I do think there are a lot of possible ways in which the interpretability for mesa-optimizers story could break down—which is why I’m still pretty uncertain about it—but I don’t think that a switch-case agent is such an example. Probably the case that I’m most concerned about right now is if you get an agent which has an objective which changes in a feedback loop with its optimization. If the objective and the optimization are highly dependent on each other, then I think that would make the problem a lot more difficult—and is the sort of thing that humans seem to do, which suggests that it’s the sort of thing we might see in AI systems as well. On the other hand, a fixed switch-case objective is pretty easy to interpret, since you just need to understand the simple, fixed heuristics being used in the switch statement and then you can get a pretty good grasp on what your agent’s objective is. Where I start to get concerned is when those switch statements themselves depend upon the agent’s own optimization—a recursion which could possibly be many layers deep and quite difficult to disentangle. That being said, even in such a situation you’re still using search to get your robust capabilities.

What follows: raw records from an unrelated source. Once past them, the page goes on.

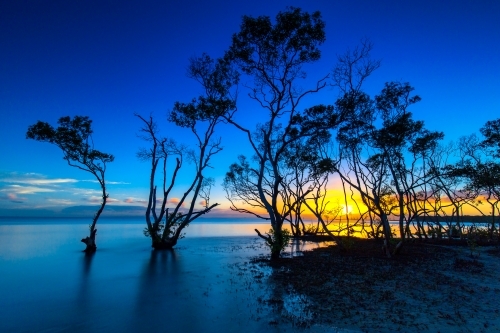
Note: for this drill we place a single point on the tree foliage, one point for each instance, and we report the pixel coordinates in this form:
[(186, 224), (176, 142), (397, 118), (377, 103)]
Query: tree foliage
[(74, 138)]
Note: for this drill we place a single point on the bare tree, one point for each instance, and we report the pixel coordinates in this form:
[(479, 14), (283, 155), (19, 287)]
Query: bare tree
[(201, 117), (74, 138), (272, 54)]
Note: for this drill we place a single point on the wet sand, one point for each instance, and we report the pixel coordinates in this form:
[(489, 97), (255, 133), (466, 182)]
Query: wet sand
[(225, 284)]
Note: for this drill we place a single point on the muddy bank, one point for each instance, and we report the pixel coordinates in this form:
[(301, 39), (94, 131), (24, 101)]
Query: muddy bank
[(428, 288)]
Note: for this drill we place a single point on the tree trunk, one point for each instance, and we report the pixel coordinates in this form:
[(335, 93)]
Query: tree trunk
[(90, 242)]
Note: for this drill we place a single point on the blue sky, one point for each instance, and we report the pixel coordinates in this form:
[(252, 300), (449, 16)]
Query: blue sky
[(109, 59)]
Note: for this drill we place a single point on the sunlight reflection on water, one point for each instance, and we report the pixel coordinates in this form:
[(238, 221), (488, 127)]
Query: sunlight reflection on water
[(206, 284)]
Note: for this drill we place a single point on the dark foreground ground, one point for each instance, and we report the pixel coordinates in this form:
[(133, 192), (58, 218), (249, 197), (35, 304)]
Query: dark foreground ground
[(427, 288)]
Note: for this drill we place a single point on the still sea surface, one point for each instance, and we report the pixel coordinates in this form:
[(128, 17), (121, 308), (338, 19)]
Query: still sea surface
[(207, 284)]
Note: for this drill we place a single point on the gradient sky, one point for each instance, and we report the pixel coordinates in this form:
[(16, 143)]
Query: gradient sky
[(109, 59)]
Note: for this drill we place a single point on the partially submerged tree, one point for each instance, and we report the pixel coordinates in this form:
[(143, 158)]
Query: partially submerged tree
[(73, 137), (272, 54), (201, 116)]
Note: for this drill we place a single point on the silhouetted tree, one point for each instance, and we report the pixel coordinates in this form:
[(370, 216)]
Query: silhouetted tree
[(73, 137), (272, 54), (201, 116)]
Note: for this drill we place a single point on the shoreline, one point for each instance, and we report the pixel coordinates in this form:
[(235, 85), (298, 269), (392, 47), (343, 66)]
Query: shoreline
[(427, 288)]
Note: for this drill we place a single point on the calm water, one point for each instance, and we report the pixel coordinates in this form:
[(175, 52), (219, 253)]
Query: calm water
[(207, 284)]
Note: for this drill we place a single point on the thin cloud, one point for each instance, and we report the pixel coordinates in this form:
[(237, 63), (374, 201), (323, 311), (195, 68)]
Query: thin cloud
[(18, 189), (61, 201), (134, 200), (12, 197), (96, 199), (108, 182)]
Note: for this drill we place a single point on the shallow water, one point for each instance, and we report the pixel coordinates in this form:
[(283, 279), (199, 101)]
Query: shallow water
[(207, 284)]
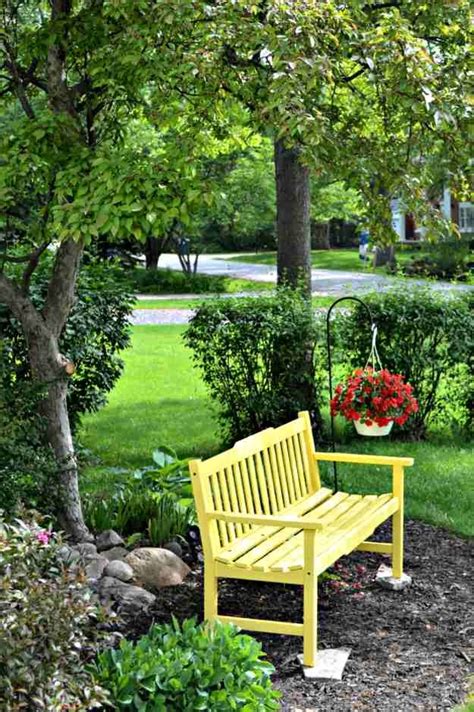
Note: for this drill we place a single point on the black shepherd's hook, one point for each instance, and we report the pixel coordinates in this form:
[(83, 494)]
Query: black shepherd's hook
[(328, 344)]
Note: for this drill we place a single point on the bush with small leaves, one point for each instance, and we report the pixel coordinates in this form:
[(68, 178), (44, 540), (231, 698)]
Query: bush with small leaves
[(256, 357), (49, 626), (188, 667)]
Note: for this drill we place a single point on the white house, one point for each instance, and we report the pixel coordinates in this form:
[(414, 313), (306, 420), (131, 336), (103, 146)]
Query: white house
[(462, 214)]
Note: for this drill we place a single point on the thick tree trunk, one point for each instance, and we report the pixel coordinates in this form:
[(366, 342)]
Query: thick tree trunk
[(49, 367), (293, 218)]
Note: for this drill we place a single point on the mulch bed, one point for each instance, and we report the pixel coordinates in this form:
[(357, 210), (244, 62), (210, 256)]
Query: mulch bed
[(411, 650)]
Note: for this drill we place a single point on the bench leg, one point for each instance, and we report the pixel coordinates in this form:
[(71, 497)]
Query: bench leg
[(210, 593), (310, 619), (397, 542)]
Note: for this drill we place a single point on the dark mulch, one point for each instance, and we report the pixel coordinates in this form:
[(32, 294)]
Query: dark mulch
[(411, 650)]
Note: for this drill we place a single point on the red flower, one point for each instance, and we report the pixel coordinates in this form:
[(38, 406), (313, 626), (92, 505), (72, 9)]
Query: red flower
[(371, 396)]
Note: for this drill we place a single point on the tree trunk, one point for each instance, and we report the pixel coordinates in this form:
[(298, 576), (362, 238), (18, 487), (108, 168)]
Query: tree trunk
[(293, 219), (49, 367), (152, 252)]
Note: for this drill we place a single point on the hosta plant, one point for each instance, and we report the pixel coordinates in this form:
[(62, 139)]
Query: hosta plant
[(374, 397), (188, 667)]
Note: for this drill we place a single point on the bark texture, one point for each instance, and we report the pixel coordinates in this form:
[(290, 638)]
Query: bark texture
[(293, 218), (48, 367)]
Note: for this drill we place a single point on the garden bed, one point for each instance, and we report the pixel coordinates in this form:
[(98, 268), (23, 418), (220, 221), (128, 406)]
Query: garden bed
[(411, 650)]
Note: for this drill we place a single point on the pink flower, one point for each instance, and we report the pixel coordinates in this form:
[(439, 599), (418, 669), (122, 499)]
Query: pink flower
[(43, 537)]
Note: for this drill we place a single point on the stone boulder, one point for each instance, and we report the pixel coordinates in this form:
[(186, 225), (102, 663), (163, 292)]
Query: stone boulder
[(95, 567), (131, 600), (86, 551), (108, 539), (117, 553), (156, 568), (119, 569)]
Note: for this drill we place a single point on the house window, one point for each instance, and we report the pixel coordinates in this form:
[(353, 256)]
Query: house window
[(466, 217)]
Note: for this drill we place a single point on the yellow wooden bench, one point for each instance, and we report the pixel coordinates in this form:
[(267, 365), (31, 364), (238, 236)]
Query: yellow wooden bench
[(263, 515)]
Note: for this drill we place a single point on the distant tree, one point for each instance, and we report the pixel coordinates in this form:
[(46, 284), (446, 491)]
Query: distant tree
[(364, 91)]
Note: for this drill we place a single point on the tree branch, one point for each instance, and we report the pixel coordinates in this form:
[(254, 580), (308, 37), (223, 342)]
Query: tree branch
[(31, 266), (62, 285), (19, 305)]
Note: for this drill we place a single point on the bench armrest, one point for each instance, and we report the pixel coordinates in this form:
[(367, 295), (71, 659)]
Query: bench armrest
[(363, 459), (265, 520)]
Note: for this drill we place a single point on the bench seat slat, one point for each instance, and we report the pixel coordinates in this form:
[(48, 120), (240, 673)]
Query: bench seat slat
[(284, 538), (277, 559), (276, 549), (247, 543), (363, 513), (274, 536)]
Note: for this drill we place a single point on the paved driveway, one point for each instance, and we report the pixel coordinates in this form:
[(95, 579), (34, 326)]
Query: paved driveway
[(335, 283)]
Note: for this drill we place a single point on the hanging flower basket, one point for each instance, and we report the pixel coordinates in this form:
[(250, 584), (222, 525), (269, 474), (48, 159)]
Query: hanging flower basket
[(374, 400)]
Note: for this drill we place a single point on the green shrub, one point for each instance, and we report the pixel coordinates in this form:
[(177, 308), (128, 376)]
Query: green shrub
[(256, 356), (427, 337), (193, 667), (169, 520), (167, 281), (48, 626)]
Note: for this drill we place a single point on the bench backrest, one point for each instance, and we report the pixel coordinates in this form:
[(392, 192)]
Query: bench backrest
[(263, 474)]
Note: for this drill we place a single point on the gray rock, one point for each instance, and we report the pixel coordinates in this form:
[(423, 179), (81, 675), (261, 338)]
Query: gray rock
[(86, 550), (119, 569), (131, 600), (156, 568), (108, 539), (173, 546), (68, 555), (95, 567), (385, 578), (117, 553)]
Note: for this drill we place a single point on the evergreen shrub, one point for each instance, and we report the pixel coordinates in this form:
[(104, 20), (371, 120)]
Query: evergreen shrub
[(257, 358)]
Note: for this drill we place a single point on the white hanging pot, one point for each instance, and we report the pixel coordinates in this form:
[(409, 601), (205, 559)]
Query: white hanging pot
[(373, 430)]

If one’s interpretation of the ‘objective’ of the agent is full of piecewise statements and ad-hoc cases, then what exactly are we doing it by describing it as maximizing an objective in the first place? You might as well describe a calculator by saying that it’s maximizing the probability of outputting the following [write out the source code that leads to its outputs]. At some point the model breaks down, and the idea that it is following an objective is completely epiphenomenal to its actual operation. The model that it is maximizing an objective doesn’t shed light on its internal operations any more than just spelling out exactly what its source code is.
I don’t feel like you’re really understanding what I’m trying to say here. I’m happy to chat with you about this more over video call or something if you’re interested.
Sure, we can talk about this over video. Check your Facebook messages.